Da sich die zu 1. aufgezeigte Gesetzesverletzung zum Nachteil des Angeklagten ausgewirkt hat, war das bezeichnete Urteil in diesem Umfang aufzuheben und dem Erstgericht insoweit die neuerliche Verhandlung und Entscheidung aufzutragen. Zuvor wird das Landesgericht Linz über die Beschwerde gegen den den Einspruch abweisenden Beschluss zu entscheiden haben.

Rechtssätze
1
  • RS0111828OGH Rechtssatz

    14. Dezember 2023·3 Entscheidungen

    Unzulässigkeit im Abwesenheitsverfahren. Verletzung des rechtlichen Gehörs. Wurde im Verfahren wegen Verletzung der Unterhaltspflicht der Bestrafungsantrag erst in der in Abwesenheit des Beschuldigten vorgenommenen Hauptverhandlung auf einen weiteren Deliktszeitraum ausgedehnt, so ist die Ausdehnung auch der Verhandlung und des Urteils darauf unzulässig, weil die Sonderbestimmungen des § 263 StPO über die Anklageausdehnung in der Hauptverhandlung nur dann zum Tragen kommen, wenn die Verhandlung in Gegenwart des Beschuldigten stattfindet (so schon SSt 17/116). Kommt hingegen in einer in Abwesenheit des Beschuldigten vorgenommenen Hauptverhandlung vor dem Bezirksgericht eine neue Tat hervor, so hat der Ankläger, wenn er sie verfolgen will, gemäß der allgemeinen Vorschrift des § 451 Abs 1 StPO einen schriftlichen Bestrafungsantrag nachzutragen.
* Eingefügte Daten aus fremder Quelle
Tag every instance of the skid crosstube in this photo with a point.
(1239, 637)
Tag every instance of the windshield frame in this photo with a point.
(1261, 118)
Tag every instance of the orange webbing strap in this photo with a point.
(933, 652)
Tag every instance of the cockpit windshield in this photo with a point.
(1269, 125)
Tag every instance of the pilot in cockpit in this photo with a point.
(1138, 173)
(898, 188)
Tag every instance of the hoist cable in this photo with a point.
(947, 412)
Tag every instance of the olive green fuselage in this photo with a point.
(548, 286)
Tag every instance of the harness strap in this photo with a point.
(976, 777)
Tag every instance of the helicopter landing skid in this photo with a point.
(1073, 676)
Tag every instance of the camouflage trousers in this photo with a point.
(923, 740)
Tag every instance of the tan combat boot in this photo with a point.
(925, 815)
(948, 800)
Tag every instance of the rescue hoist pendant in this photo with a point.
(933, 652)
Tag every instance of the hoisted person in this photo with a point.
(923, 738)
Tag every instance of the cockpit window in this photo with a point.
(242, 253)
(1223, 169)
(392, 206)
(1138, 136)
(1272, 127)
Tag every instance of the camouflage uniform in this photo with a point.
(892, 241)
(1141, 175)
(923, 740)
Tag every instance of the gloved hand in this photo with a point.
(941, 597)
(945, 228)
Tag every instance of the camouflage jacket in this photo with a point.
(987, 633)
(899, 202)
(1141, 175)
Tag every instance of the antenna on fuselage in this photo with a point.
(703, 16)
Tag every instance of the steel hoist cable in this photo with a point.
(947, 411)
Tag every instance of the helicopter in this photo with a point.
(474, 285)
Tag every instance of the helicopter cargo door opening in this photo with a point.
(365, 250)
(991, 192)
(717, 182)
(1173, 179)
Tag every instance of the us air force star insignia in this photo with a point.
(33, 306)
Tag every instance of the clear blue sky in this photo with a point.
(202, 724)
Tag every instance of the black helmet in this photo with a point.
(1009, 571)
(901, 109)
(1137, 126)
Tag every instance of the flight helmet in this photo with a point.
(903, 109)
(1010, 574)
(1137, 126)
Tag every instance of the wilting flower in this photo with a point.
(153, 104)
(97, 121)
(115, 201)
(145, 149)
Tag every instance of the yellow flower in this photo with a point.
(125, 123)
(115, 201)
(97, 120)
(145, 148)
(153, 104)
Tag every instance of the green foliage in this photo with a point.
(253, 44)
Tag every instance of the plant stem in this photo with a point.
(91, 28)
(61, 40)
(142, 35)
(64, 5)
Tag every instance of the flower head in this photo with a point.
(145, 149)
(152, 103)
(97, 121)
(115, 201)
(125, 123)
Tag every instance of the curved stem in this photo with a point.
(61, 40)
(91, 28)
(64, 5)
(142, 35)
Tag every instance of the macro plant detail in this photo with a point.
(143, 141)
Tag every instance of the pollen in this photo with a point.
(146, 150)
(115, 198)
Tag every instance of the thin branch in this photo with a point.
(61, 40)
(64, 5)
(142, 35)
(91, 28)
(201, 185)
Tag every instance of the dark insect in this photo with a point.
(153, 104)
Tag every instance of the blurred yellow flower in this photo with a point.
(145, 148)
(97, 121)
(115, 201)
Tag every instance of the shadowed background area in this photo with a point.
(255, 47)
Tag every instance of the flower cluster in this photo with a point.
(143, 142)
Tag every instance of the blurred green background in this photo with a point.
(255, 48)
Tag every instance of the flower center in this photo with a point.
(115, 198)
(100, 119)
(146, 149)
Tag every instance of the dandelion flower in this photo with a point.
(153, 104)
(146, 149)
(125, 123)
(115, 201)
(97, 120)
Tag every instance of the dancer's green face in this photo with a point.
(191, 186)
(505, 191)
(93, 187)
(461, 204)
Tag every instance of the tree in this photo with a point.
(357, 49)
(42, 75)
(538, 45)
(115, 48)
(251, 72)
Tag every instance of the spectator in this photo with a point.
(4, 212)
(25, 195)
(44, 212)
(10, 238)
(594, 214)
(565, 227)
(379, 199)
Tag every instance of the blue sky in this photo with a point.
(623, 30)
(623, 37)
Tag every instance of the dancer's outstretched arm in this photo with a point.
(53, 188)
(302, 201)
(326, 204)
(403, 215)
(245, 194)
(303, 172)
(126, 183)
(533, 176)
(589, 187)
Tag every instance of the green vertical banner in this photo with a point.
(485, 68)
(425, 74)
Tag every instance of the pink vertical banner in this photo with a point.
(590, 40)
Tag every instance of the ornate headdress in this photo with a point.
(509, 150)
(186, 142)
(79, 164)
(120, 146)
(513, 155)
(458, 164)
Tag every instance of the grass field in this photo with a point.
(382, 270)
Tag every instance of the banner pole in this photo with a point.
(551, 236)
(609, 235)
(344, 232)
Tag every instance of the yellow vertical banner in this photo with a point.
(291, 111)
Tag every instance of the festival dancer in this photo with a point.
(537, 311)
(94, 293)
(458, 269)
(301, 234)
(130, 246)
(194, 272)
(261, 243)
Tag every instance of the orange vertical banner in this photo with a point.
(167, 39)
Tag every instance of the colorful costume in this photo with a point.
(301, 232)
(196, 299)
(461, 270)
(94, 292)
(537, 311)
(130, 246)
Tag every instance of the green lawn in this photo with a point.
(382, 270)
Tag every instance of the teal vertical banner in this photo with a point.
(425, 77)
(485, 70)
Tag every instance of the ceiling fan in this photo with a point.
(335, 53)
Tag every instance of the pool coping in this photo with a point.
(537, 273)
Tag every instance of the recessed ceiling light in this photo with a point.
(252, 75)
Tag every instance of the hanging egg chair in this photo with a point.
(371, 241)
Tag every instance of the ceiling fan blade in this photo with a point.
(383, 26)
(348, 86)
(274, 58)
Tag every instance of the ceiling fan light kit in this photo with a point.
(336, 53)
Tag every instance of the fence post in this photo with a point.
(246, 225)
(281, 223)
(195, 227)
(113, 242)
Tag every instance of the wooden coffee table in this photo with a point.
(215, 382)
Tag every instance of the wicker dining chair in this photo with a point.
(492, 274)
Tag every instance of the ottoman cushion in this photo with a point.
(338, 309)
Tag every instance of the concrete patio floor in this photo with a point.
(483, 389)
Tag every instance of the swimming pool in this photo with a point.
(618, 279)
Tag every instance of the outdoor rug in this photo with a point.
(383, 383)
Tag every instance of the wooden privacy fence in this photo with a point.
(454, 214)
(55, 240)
War somit schon die Anklageausdehnung zu Protokoll formell verfehlt, so war erst recht die Ausdehnung auch der Verhandlung und des Urteils darauf unzulässig, weil der Beschuldigte solcherart im Verfahren niemals Gelegenheit hatte, zum erweiterten Anklagevorwurf Stellung zu nehmen. Durch das insoweit gepflogene Verfahren und das darüber erlassene Urteil wurde daher das Gesetz in dem in §§ 451 Abs 1 letzter Satzteil, 454 und 459 StPO zum Ausdruck kommenden Grundsatz des rechtlichen Gehörs nach Art 6 MRK (nicht bloß in der Bestimmung des § 459 StPO) verletzt.